Du même coup, après avoir dit la noblesse du métier d’écrire, j’aurais remis l’écrivain à sa vraie place, n’ayant d’autres titres que ceux qu’il partage avec ses compagnons de lutte, vulnérable mais entêté, injuste et passionné de justice, construisant son œuvre sans honte ni orgueil à la vue de tous, sans cesse partagé entre la douleur et la beauté, et voué enfin à tirer de son être double les créations qu’il essaie obstinément d’édifier dans le mouvement destructeur de l’histoire. Qui, après cela, pourrait attendre de lui des solutions toutes faites et de belles morales ? La vérité est mystérieuse, fuyante, toujours à conquérir.

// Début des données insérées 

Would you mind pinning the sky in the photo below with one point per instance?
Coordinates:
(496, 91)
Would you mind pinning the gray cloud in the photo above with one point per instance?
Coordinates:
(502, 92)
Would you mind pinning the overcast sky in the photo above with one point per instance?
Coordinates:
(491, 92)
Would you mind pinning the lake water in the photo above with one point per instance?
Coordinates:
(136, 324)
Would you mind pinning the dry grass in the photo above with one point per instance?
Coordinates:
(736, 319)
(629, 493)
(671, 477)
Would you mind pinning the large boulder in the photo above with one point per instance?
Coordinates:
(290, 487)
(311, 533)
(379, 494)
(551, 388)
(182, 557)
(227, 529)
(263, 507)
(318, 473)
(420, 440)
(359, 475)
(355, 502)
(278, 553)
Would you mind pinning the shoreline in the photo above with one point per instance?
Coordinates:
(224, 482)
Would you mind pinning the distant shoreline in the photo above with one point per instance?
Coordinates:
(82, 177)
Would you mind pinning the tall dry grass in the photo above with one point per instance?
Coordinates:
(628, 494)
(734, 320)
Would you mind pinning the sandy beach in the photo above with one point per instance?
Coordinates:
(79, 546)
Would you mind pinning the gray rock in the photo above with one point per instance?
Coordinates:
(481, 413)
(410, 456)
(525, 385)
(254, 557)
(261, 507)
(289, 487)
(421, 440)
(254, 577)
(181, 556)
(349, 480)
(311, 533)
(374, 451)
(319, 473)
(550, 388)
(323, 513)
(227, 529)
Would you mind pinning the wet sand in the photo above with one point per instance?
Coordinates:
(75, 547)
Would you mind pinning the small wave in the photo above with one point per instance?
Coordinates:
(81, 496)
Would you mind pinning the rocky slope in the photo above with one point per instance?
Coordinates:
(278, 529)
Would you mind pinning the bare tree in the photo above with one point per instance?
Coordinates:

La liberté est dangereuse, dure à vivre autant qu’exaltante. Nous devons marcher vers ces deux buts, péniblement, mais résolument, certains d’avance de nos défaillances sur un si long chemin. Quel écrivain, dès lors oserait, dans la bonne conscience, se faire prêcheur de vertu ? Quant à moi, il me faut dire une fois de plus que je ne suis rien de tout cela. Je n’ai jamais pu renoncer à la lumière, au bonheur d’être, à la vie libre où j’ai grandi. Mais bien que cette nostalgie explique beaucoup de mes erreurs et de mes fautes, elle m’a aidé sans doute à mieux comprendre mon métier, elle m’aide encore à me tenir, aveuglément, auprès de tous ces hommes silencieux qui ne supportent, dans le monde, la vie qui leur est faite que par le souvenir ou le retour de brefs et libres bonheurs.
Ramené ainsi à ce que je suis réellement, à mes limites, à mes dettes, comme à ma foi difficile, je me sens plus libre de vous montrer pour finir, l’étendue et la générosité de la distinction que vous venez de m’accorder, plus libre de vous dire aussi que je voudrais la recevoir comme un hommage rendu à tous ceux qui, partageant le même combat, n’en ont reçu aucun privilège, mais ont connu au contraire malheur et persécution. Il me restera alors à vous en remercier, du fond du cœur, et à vous faire publiquement, en témoignage personnel de gratitude, la même et ancienne promesse de fidélité que chaque artiste vrai, chaque jour, se fait à lui-même, dans le silence.